Um grupo de aproximadamente 25 crianças com deficiências de causas neurológicas e sequelas severas ainda não foi retirado do Hospital Neurológico Infantil nº 5 de Kharkiv, na Ucrânia. A região é alvo de constantes bombardeios da Rússia.

“Somente crianças com condições mais graves estão aqui. Não temos pessoal suficiente para cobrir dois prédios, então todos nos mudamos para a mesma ala. Um dos chefes e eu trabalhamos 24 horas por dia, 7 dias por semana. Nosso prédio ainda não foi atingido, até agora”, disse à Human Rights Watch a médica chefe do hospital, Vladlena Salnykova.
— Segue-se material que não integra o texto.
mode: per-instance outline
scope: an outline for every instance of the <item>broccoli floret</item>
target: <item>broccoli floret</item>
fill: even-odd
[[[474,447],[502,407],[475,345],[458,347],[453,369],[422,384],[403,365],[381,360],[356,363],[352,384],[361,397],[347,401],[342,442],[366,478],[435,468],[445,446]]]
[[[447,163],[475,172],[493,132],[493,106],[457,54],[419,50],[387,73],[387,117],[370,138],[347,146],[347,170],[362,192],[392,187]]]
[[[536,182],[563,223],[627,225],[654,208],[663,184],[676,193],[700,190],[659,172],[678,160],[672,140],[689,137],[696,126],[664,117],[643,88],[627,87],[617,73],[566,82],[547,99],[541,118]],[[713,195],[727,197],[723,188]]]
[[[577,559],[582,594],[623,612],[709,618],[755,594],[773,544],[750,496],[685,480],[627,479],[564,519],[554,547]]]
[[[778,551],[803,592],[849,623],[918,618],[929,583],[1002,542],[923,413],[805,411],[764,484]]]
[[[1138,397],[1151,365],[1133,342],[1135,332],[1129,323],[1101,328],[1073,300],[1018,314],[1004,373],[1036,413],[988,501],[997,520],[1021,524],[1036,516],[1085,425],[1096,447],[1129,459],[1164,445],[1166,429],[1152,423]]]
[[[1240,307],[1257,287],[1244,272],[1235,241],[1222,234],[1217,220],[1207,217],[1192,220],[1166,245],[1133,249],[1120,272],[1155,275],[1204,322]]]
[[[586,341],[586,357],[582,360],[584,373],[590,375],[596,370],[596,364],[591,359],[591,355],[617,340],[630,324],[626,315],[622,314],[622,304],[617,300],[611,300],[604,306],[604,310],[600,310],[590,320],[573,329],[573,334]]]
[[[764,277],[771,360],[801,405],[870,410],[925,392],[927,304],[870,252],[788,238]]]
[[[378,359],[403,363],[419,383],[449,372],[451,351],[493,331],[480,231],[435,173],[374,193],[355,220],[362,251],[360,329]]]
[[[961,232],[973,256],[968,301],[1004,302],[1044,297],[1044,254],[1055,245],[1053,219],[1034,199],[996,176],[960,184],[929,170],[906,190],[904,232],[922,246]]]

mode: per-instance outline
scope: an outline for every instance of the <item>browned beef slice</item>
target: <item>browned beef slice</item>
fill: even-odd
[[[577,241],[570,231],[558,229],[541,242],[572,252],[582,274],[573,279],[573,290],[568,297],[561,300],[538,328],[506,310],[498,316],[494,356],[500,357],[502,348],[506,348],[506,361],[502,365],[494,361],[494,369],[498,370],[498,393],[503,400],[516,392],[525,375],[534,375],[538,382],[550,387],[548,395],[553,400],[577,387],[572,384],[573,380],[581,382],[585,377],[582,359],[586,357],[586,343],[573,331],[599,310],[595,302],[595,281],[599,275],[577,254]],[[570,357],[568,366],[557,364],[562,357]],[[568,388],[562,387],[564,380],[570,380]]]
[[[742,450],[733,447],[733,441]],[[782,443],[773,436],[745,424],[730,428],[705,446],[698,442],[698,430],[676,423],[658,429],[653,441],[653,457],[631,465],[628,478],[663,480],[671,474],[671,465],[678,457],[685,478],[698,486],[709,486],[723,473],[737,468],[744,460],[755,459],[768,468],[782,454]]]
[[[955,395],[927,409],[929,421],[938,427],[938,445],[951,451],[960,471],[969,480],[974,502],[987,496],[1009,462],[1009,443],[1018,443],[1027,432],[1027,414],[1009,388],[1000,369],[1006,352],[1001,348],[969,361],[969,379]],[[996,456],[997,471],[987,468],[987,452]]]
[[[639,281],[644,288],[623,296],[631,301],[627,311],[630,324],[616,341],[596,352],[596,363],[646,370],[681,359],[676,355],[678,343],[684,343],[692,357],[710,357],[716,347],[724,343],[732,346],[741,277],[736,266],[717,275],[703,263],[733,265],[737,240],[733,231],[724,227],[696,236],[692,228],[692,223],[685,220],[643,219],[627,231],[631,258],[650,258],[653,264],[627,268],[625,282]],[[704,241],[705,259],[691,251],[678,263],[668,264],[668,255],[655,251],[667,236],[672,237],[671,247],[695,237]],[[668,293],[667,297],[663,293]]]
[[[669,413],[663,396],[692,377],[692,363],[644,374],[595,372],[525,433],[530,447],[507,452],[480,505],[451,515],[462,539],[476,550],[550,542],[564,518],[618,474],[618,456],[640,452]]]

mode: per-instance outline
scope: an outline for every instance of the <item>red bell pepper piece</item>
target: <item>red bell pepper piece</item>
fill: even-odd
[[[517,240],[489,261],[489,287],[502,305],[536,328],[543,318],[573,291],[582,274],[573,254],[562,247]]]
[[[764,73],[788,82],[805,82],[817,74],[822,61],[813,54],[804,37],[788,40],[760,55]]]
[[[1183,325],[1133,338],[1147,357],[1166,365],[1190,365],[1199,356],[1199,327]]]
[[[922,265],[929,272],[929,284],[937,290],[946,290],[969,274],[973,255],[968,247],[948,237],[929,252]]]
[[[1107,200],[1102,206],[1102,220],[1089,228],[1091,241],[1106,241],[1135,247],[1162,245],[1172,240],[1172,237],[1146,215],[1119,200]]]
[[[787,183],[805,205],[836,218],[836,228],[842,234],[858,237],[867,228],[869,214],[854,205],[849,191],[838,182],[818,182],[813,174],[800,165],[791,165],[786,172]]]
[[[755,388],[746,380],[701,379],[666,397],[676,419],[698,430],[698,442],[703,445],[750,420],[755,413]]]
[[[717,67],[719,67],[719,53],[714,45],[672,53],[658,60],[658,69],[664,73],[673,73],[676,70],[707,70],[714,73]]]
Segundo Salnykova, antes dos bombardeios, havia 190 residentes no local, desde bebês até adolescentes com menos de 18 anos. Com os ataques das tropas russas, um grande grupo foi retirado e o restante foi transferido para um porão. “Paramos de contar dias e noites. Tudo tem sido um borrão”, conta a médica.

Kharkiv é o segundo maior município da Ucrânia e está sob intenso bombardeio pelas forças russas, que causaram grandes danos nas áreas residenciais. A maior parte da população de 1,8 milhão de pessoas conseguiu fugir, mas estima-se que 500 mil permaneçam na cidade.

“Ainda temos 16 crianças com paralisia cerebral grave, que não conseguem andar, e sete com outras condições neurológicas. Temos também uma mãe com um bebê pequeno. A última operação de retirada, para Lviv, foi em um ônibus sem equipamentos para transportar crianças com graves condições de saúde. Precisamos salvá-los, mas como?”, questiona Salnykova.

Suprimentos – Em 1º de março, um projétil danificou o V. Korolenko Kharkiv Special School, um internato para crianças cegas em outro bairro de Kharkiv. Esse episódio foi relatado com exclusividade ao blog Vencer Limites por Larysa Bayda, integrante da Assembleia Nacional das Pessoas com Deficiência da Ucrânia (Національна Асамблея людей з інвалідністю України – HAIY).

A diretora do Right to Choose, Valentina Butenko, destacou o ataque ocorreu enquanto as crianças estavam almoçando no porão do prédio de três andares. O edifício resistiu à explosão, mas o choque sacudiu o local e estourou todas as janelas.

“Estilhaços de vidro voaram por toda parte, crianças caíram no chão, ficaram aterrorizadas. Uma menina ficou ferida e o diretor da escola sofreu um ferimento na cabeça por causa de um caco de vidro. Todas as crianças dessa escola já foram removidas”, ressalta Butenko.

Outras pessoas com deficiência dentro e ao redor de Kharkiv não conseguiram sair. Muitas vivem na periferia ou em áreas que sofreram fortes bombardeios e estão sem eletricidade.

“Antes da guerra, 45 voluntários apoiavam cerca de 300 pessoas cegas ou com baixa visão em Kharkiv. Muitos voluntários foram embora e as pessoas em Kharkiv estão sem telefone, o que dificulta o apoio a pessoas com deficiência, inclusive para providenciar resgate”, disse a diretora do Right to Choose.